Biomarkers, already important in determining prognosis and choosing the correct treatment pathway, also form the bedrock for trial design and promise to be surrogate end points for drug licensing. The cardiac staging system proposed by the Mayo Clinic group using a combination of N-terminal pro–B-type natriuretic peptide (NT-proBNP) and troponin-T, with later addition of serum-free light chains, is the current gold standard.4  Additionally, very high presenting NT-proBNP (NT-proBNP >8500 ng/L; so-called Mayo stage 3b) identified a very poor-risk group of patients in which treatment benefit remains to be proven.5  NT-proBNP, a marker directly induced in cardiac myocytes because of activation of p38-MAPKinase pathway by the amyloidogenic light chains, changes rapidly following successful treatment.3  The very sensitivity of NT-proBNP in heart failure (of all etiologies) also becomes a crucial problem. It is susceptible to rapid changes with fluid overload, nutritional status, and, critically, changing renal function. Regulatory authorities, with fingers burned by this biomarker in other cardiovascular areas, remain skeptical about its use as a primary end point for clinical trials. A number of new and interesting biomarkers reported over the past few years also show promise in determining prognosis in AL amyloidosis. These include: osteoprotegerin (mechanism unclear),6  von Willebrand factor (probably a marker of endothelial toxicity),7  soluble ST2 (a marker of myocardial remodelling and fibrosis),8  an abnormal Hevylite ratio, and percentage of normal vs abnormal plasma cells in the bone marrow by multiparameter flow cytometry (probably markers of the aggressiveness of the clone).9  None, however, has made it to the main stream. The specter of death from cardiac involvement relegated studies of renal prognosis to a dark place until recent efforts defined a prognostic stratification for renal patients based on a combination of worsening proteinuria and decreasing renal excretory function. However, to date, there has never been a specific renal biomarker in AL amyloidosis. A biomarker marker unifying these various aspects has remained the holy grail of AL amyloidosis.
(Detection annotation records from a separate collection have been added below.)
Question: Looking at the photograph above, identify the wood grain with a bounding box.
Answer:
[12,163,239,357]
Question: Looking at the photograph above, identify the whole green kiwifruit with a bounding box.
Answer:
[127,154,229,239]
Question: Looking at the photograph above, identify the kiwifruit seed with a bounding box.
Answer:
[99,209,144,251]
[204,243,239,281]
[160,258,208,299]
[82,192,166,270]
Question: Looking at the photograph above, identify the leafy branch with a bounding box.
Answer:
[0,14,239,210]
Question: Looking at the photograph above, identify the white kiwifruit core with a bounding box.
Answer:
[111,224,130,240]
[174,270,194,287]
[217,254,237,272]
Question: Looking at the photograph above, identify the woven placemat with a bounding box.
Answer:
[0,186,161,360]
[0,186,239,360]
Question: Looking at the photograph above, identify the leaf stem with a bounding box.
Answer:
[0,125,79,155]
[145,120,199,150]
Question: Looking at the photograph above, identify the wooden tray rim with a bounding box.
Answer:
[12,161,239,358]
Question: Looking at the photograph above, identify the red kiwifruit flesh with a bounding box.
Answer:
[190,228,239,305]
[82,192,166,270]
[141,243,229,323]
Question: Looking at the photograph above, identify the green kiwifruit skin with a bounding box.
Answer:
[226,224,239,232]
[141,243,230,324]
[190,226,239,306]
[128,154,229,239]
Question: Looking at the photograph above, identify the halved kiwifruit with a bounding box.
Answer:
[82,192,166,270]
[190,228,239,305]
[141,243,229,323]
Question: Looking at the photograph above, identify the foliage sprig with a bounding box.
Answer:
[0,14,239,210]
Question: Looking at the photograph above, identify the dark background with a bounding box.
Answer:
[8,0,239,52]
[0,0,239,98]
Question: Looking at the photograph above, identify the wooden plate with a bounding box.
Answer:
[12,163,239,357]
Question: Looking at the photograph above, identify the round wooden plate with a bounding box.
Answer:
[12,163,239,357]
GDF-15 is a stress/inflammation response marker produced by cardiac myocytes, macrophages, endothelial, and other tissues.10  Raised levels are a marker of poor outcome in heart failure from other etiologies as well as a marker of increased risk of renal failure in diabetes. The present study reports the utility of GDF-15 in a test cohort of patients with AL amyloidosis and validation in an independent patient cohort. Five salient features emerge (see figure), as follows: (1) >90% of all patients with amyloidosis have significantly abnormal GFD-15 levels at diagnosis. (2) More than two-thirds of patients with very high levels of GDF-15 at presentation (>7575 pg/mL) die within a year of diagnosis, a marker of poor prognosis independent of other cardiac biomarkers. (3) GDF-15 levels >4000 pg/mL are the only independent predictors of progression to dialysis; this trumps the recently described renal staging system in a multivariate analysis and, thus, GDF-15 becomes the first renal biomarker in AL amyloidosis. (4) GDF-15 levels appear to decrease rapidly after chemotherapy. At 3 months, a substantially greater number of patients showed decrease in GDF-15 levels compared with NT-proBNP; the survival was significantly better in these patients. GDF-15 shows the potential to replace NT-proBNP as an early response marker in AL amyloidosis. (5) Last, failure for GDF-15 levels to decrease to <4000 pg/mL (or any increase to above this level) predicts for a significantly higher risk of progressing to dialysis.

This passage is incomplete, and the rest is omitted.